La victoire de MVP est la deuxième récompense individuelle majeure de Gilgeous-Alexander cette saison ; il a également été élu joueur d’embrayage de l’année de la ligue avec une majorité écrasante – il a obtenu 96 des 100 votes de première place lors de ce scrutin, rendant hommage à la qualité de ses performances dans les cinq dernières minutes des matchs serrés.
Là encore, il est plutôt bon, peu importe le temps écoulé.
Gilgeous-Alexander a terminé deuxième de la ligue avec 31,1 points par match, juste derrière Doncic et sa moyenne de 33,5 points. Il a également prolongé sa séquence record de matchs de saison régulière en NBA avec au moins 20 points à 140 et plus ; cela se poursuivra également la saison prochaine.
Il est délicieusement ennuyeux – l’un des rares spécialistes de milieu de gamme du jeu, quelqu’un qui excelle dans les fautes, n’est pas du genre à me regarder et donne certaines des réponses les plus réfléchies de tous les joueurs de la ligue. Les émotions ne valent pas son temps ; rester calme est toujours son geste préféré.
« Cela me donne simplement la meilleure chance de prendre la bonne décision lors du prochain jeu, ce qui est le plus important », a déclaré Gilgeous-Alexander. « J’ai remarqué tout au long de ma carrière et à travers mes expériences personnelles que les émotions ne font qu’empêcher une pensée critique et intelligente, en particulier dans les moments où je veux le plus faire le travail. J’essaie de mettre mes émotions de côté et de rester enfermé sur ce qui est présent et ce qui compte le plus. »
Jokic ne remportant pas le prix poursuit une tendance étrange : ceux qui font en moyenne un triple-double, souvent considéré comme le Saint Graal de l’accomplissement dans le jeu, ne remportent presque jamais le titre de MVP.

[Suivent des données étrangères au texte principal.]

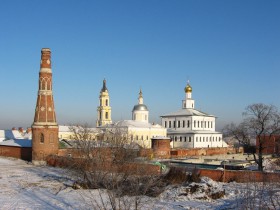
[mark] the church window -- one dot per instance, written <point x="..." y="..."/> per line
<point x="42" y="138"/>
<point x="106" y="115"/>
<point x="51" y="138"/>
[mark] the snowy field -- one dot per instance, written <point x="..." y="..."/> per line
<point x="24" y="186"/>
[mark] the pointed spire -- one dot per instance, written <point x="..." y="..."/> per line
<point x="104" y="88"/>
<point x="140" y="97"/>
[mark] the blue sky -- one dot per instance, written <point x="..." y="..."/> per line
<point x="229" y="50"/>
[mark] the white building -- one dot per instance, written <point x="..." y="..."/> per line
<point x="138" y="130"/>
<point x="190" y="128"/>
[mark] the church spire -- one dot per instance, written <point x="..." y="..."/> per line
<point x="188" y="103"/>
<point x="104" y="88"/>
<point x="104" y="109"/>
<point x="140" y="97"/>
<point x="44" y="128"/>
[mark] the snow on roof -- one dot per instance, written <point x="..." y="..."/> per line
<point x="65" y="128"/>
<point x="172" y="131"/>
<point x="132" y="123"/>
<point x="17" y="143"/>
<point x="161" y="138"/>
<point x="188" y="112"/>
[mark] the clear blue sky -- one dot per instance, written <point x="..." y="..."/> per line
<point x="229" y="50"/>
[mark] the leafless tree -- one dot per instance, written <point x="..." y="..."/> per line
<point x="107" y="165"/>
<point x="261" y="122"/>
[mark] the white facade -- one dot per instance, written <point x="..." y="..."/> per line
<point x="190" y="128"/>
<point x="140" y="111"/>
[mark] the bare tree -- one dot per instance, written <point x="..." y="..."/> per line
<point x="261" y="122"/>
<point x="108" y="165"/>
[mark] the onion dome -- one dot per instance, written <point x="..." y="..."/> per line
<point x="188" y="88"/>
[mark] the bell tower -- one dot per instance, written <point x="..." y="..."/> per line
<point x="188" y="103"/>
<point x="104" y="109"/>
<point x="44" y="127"/>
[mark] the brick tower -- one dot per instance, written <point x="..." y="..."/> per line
<point x="44" y="128"/>
<point x="104" y="109"/>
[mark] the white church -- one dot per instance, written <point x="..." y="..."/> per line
<point x="190" y="128"/>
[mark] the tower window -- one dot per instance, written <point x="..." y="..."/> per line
<point x="42" y="138"/>
<point x="51" y="138"/>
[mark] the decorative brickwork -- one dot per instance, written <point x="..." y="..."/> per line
<point x="44" y="128"/>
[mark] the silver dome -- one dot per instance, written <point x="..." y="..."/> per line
<point x="140" y="107"/>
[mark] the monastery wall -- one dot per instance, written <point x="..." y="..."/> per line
<point x="175" y="153"/>
<point x="24" y="153"/>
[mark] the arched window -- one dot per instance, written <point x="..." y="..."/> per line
<point x="42" y="139"/>
<point x="51" y="138"/>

Jokic a eu le septième exemple d’un joueur terminant une saison avec une moyenne d’un triple-double – au moins 10 points, 10 passes décisives et 10 rebonds par match – en inscrivant 27,7 points, un record de 12,9 rebonds et un record de 10,7 passes décisives par match.
Ce n’était pas assez bon pour MVP. Russell Westbrook a réalisé en moyenne un triple-double quatre fois et n’a remporté le titre de MVP qu’une seule fois au cours de ces années. Oscar Robertson a réalisé en moyenne un triple-double en 1961-62 ; il n’a pas remporté le titre de MVP cette saison-là. Et maintenant, Jokic l’a fait deux fois – sans aucun MVP à montrer, bien qu’il ait remporté le prix à trois autres occasions.
Stephen Curry, de Golden State, a été le dernier joueur né aux États-Unis à figurer parmi les trois premiers du scrutin MVP ; il était troisième en 2021 derrière Jokic et Embiid. Le dernier lauréat américain du prix était James Harden, alors de Houston, en 2018. Depuis, Harden a joué pour quatre franchises différentes.